Among the perennial questions of northern 
            consumption patterns and southern population growth, the central 
            issues are, of course, sufficiency and efficiency. How much is 
            enough, and how little do we have to use to get it? This means that 
            conservation goals also require us to reorient the way we produce 
            the goods and services that we consume. The sustainability equation 
            inexorably brings together sufficiency of consumption and efficiency 
            of production. And this means that conservationists will necessarily 
            have to work more closely with the private sector, not only helping 
            them become more resource efficient, but also helping redefine the 
            role they play in society and the economy.
            
            The central goals of our production systems 
            have to be not only the generation of goods and services, but 
            equally the creation of jobs and the efficient use of natural 
            resources. For the poorer half of the world’s people, this 
            translates into satisfaction of basic needs, income (and purchasing 
            power), and maintaining the productivity of the resource base. We 
            now need to show how all these factors can be operationally linked 
            together to get a better strategy for sustainable development.
            
            
            Today’s industrial methods are no good. They 
            involve too much capital. They waste too many resources. They cause 
            too much pollution.

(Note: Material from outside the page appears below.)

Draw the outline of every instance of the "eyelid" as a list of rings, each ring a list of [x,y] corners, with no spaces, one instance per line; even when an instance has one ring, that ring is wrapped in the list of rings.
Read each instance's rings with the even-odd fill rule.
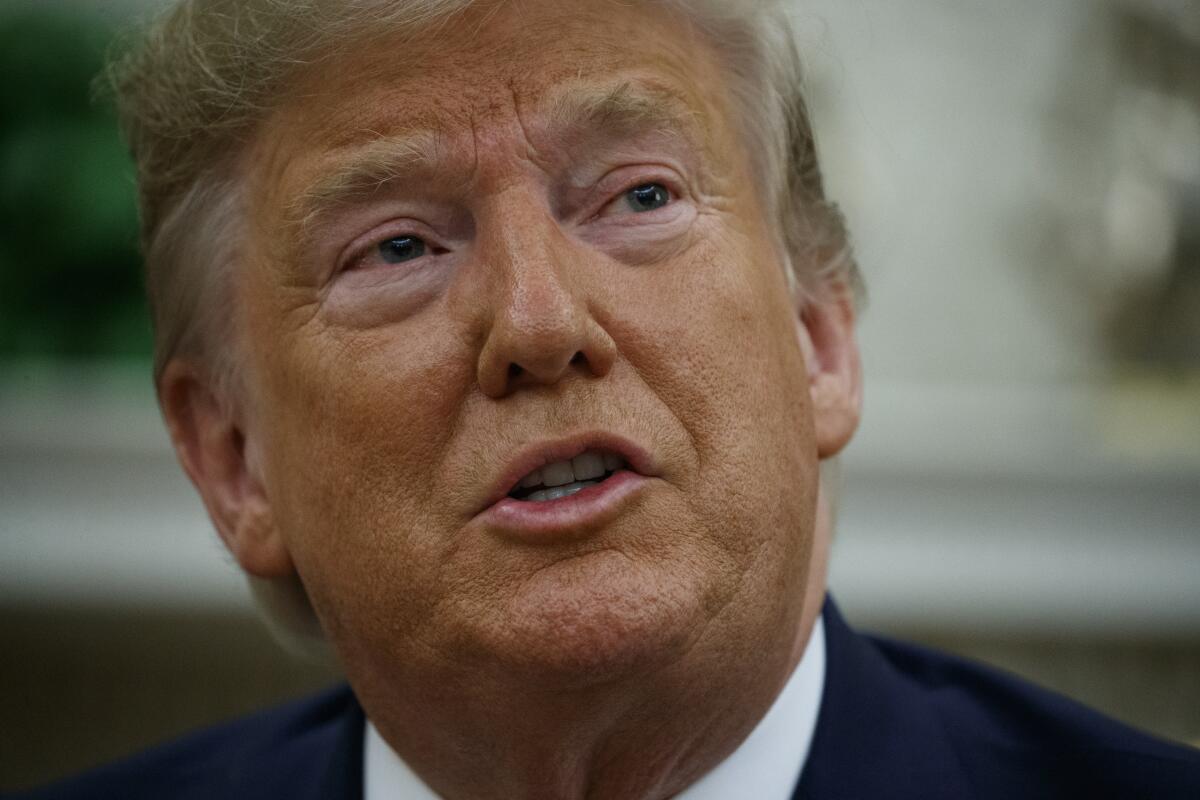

And they disrupt too many life support systems — 
            the material flows generated today by mankind are estimated to be 
            already comparable to geological flows. Large scale industry causes 
            large scale disruption, both ecologically and socially. 
            
            We need new technologies and also a new 
            science of economics. We need to create work places - jobs - at one 
            hundredth the cost of the ones we are creating today in our 
            globalized economy. And we need to increase the productivity of 
            material resource use by at least 10 times what it is today. 
            Sustainable industrialisation will unquestionably have to be more 
            decentralised, efficient and responsive than it is today. And it 
            must be based on a better understanding of resource pricing, 
            environmental accounting, scales of production, financing systems 
            and the many other factors that are in need of fundamental change. 

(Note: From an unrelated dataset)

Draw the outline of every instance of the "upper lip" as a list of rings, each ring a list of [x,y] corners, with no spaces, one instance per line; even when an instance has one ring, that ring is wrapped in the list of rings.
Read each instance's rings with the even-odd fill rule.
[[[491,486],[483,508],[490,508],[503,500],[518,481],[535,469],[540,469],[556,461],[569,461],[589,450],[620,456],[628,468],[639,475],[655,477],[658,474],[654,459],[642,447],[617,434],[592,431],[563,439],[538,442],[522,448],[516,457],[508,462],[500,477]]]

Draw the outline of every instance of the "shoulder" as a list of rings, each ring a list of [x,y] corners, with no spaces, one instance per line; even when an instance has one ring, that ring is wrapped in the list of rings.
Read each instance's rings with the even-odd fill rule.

            Conservationists have a central contribution to make in the design 
            of such an industry.
            
            A synthesising concept that might offer some 
            clues is that of sustainable livelihoods. A sustainable livelihood 
            is one that gives dignity and meaning to life, provides adequate 
            remuneration and thus creates purchasing power, and produces goods 
            and services that people need. Above all, it does not destroy the 
            resource base. Sustainable livelihoods tend to strengthen local 
            economies, empower women and regenerate the environment. Large scale 
            generation of sustainable livelihoods, both in the North and the 
            South, may well be the surest way to attain our conservation goals. 
            What do we do now to move in that direction? What are the first 
            steps?
            
            Sustainable livelihoods not only contribute to 
            conservation but also enable people to benefit from it. And this 
            brings us to the need for conservationists to strengthen their 
            understanding of governance. A fundamental issue of conservation 
            concerns how people make decisions that affect their - and everyone 
            else’s - resource base. This means that conservation is inextricably 
            linked to the question of empowerment, participation of people in 
            decision making, the transparency of government processes and the 
            whole basis of planning.